Il software open source nasconde opportunità di business che in Italia sono state colte solo da un piccolo numero di operatori, che hanno avuto il coraggio - o forse l'incoscienza - di investire in questo settore, costruendo delle competenze che si sono rivelate fondamentali quando le prime aziende clienti hanno deciso che era giunto il momento di migrare da sistemi proprietari a OpenOffice.

In realtà, questo avveniva poco dopo il rilascio della prima versione della suite, nel 2002, quando ci voleva una mistura di fede e di fiducia smisurata nell'evoluzione del progetto, che aveva poco più di un anno di vita ed era ancora alla release 1.0: un'antologia di bug che lasciava solo intravedere le potenzialità del prodotto. Fortunatamente, OpenOffice si è sviluppato in modo talmente rapido e positivo da arrivare a una versione 2.0 capace di rispondere alle esigenze di un numero molto ampio di utenti e a una versione 3.0 in grado di fare concorrenza a nomi blasonati al punto di diventarne il concorrente più agguerrito, il solo in trent'anni di storia ad arrivare a una quota di mercato superiore al 5% (che poi è diventata il 10%, e poi anche il 15%). 

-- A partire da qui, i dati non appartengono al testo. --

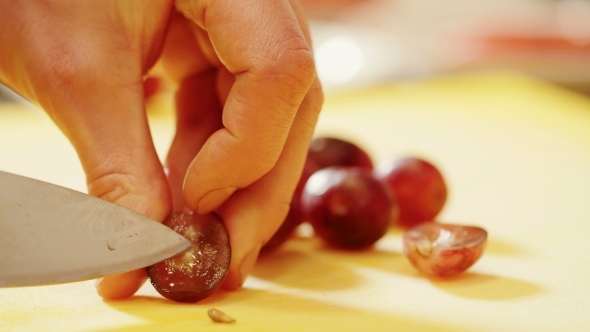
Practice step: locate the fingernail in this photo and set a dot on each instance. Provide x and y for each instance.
(248, 263)
(213, 199)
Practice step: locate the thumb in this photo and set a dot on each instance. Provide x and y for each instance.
(106, 123)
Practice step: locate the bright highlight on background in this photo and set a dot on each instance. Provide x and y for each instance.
(339, 59)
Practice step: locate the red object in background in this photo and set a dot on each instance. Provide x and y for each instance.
(295, 217)
(332, 151)
(348, 207)
(419, 187)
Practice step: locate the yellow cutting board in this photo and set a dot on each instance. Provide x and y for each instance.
(516, 155)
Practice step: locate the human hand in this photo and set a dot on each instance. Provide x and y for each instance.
(247, 104)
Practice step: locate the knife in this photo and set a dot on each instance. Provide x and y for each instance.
(51, 235)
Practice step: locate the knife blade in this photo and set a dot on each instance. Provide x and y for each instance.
(51, 234)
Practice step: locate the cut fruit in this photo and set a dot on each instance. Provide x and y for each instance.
(444, 250)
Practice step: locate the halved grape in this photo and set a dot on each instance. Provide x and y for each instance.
(444, 250)
(331, 151)
(198, 272)
(418, 186)
(347, 206)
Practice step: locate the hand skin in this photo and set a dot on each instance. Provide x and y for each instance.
(247, 102)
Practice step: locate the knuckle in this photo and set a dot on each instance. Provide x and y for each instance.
(296, 64)
(150, 198)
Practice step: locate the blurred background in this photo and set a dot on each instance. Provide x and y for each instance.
(363, 42)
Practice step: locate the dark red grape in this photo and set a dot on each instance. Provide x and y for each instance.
(331, 151)
(444, 250)
(418, 186)
(295, 217)
(347, 206)
(199, 271)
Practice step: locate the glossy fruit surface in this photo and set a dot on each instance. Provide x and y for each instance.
(418, 185)
(295, 216)
(444, 250)
(331, 151)
(199, 271)
(347, 206)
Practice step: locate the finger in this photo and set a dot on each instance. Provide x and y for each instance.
(198, 117)
(253, 215)
(98, 104)
(272, 61)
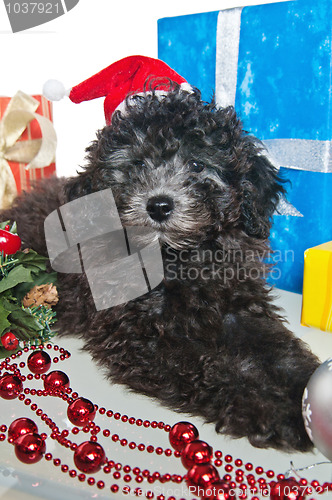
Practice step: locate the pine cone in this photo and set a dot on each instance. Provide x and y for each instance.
(41, 295)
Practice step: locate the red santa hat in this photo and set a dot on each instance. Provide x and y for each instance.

Sfortunatamente, la gestione del progetto da parte di Sun non è mai stata abbastanza 'smart' da trasformare questa quota di mercato in un successo di tipo commerciale, nemmeno quando le richieste da parte delle aziende lasciavano trapelare la necessità di un ecosistema in grado di sostenere il prodotto. 

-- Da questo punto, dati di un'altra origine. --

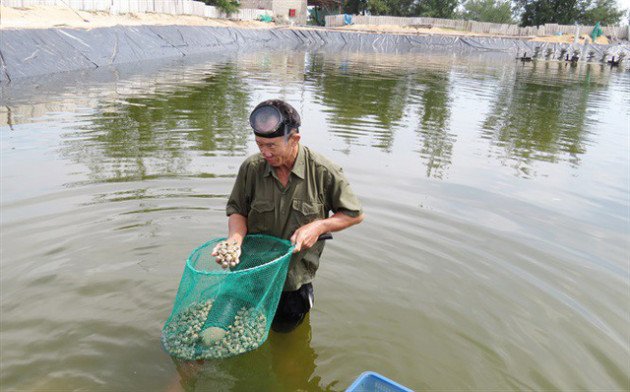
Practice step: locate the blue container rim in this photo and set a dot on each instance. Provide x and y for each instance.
(228, 272)
(386, 380)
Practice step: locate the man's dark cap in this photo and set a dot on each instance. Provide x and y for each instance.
(290, 117)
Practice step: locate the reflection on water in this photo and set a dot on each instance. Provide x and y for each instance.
(493, 257)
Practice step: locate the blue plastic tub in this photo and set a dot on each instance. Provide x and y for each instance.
(374, 382)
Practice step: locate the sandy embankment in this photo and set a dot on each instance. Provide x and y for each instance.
(41, 17)
(49, 16)
(395, 29)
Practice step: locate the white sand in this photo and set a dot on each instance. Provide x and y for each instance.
(50, 16)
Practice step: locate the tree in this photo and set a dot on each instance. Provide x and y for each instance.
(538, 12)
(227, 6)
(603, 11)
(494, 11)
(435, 8)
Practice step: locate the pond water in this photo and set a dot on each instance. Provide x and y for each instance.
(493, 256)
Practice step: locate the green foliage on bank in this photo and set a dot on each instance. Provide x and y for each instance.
(528, 12)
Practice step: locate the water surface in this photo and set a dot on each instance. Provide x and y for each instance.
(494, 254)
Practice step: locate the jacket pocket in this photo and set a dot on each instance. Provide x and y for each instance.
(307, 211)
(261, 216)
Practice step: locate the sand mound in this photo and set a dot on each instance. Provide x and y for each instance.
(52, 16)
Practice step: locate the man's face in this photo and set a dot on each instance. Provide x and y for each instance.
(276, 151)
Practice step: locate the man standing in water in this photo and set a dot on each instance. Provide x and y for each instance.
(287, 191)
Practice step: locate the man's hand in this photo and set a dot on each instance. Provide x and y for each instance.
(227, 253)
(306, 236)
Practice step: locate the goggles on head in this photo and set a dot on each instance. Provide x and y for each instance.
(268, 122)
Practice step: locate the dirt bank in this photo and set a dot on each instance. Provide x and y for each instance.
(50, 16)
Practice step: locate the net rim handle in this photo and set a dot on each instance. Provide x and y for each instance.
(223, 272)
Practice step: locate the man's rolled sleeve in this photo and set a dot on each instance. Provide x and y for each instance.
(237, 202)
(342, 197)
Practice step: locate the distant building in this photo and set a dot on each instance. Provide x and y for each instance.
(289, 10)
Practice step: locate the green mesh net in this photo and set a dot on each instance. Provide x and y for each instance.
(221, 313)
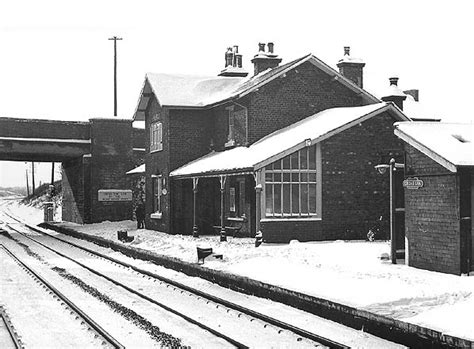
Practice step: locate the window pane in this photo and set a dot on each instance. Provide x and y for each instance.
(312, 158)
(295, 199)
(286, 198)
(286, 162)
(268, 199)
(232, 200)
(277, 198)
(304, 198)
(241, 208)
(268, 177)
(304, 158)
(294, 161)
(312, 198)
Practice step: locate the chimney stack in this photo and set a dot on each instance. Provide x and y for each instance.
(415, 93)
(265, 60)
(351, 68)
(233, 63)
(394, 94)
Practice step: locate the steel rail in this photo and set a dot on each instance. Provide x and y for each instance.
(141, 295)
(9, 326)
(284, 325)
(74, 307)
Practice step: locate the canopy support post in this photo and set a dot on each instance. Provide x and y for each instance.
(222, 233)
(258, 207)
(195, 228)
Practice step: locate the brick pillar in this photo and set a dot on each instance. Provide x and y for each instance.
(111, 157)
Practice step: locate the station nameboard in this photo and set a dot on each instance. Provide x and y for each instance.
(413, 183)
(115, 195)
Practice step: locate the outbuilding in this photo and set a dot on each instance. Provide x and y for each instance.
(439, 199)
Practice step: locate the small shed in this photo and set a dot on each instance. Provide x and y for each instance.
(439, 200)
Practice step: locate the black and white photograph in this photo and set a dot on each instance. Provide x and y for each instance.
(250, 174)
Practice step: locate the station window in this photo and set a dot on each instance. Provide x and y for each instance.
(157, 184)
(156, 136)
(293, 185)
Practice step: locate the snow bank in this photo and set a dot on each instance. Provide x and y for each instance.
(351, 273)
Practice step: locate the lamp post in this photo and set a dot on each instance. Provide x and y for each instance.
(382, 168)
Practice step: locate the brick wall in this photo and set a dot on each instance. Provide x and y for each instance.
(299, 93)
(432, 216)
(73, 191)
(354, 195)
(157, 163)
(111, 158)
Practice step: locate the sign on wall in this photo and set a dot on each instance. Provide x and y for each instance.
(413, 183)
(115, 195)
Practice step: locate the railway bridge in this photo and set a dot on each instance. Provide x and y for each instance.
(95, 157)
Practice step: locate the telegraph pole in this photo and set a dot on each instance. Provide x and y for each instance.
(114, 38)
(32, 178)
(27, 185)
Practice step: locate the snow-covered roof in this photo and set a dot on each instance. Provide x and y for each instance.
(350, 59)
(416, 110)
(189, 91)
(314, 128)
(449, 144)
(137, 170)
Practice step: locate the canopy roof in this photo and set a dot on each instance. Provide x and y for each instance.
(449, 144)
(278, 144)
(137, 170)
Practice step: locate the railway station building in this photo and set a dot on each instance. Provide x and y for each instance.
(288, 150)
(439, 199)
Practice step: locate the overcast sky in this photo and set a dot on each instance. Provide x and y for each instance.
(56, 61)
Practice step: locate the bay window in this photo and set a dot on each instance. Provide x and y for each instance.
(293, 185)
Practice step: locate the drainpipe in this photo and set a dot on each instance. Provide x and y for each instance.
(222, 233)
(246, 122)
(195, 228)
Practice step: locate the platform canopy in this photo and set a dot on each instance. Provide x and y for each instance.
(137, 170)
(278, 144)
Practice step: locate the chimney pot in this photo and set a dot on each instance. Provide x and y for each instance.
(270, 47)
(229, 57)
(238, 60)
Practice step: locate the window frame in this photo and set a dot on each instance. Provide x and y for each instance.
(230, 126)
(156, 136)
(285, 177)
(157, 204)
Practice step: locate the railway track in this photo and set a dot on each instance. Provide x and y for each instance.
(9, 337)
(234, 322)
(90, 328)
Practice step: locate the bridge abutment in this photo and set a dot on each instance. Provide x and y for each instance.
(103, 170)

Un'offerta e un canale strutturato

Come succede nelle migliori famiglie del software libero, a un certo punto - vista l'incapacità di Sun di sviluppare fino in fondo il progetto e la successiva acquisizione da parte di Oracle - la comunità ha deciso che era giunto il momento di fare quello che i vendor non erano stati in grado di fare in dieci anni, ovvero creare un ecosistema intorno a una fondazione indipendente capace di portare avanti non solo lo sviluppo di LibreOffice - tecnicamente, un fork di OpenOffice - ma anche di un canale di operatori focalizzati sulla costruzione di valore aggiunto.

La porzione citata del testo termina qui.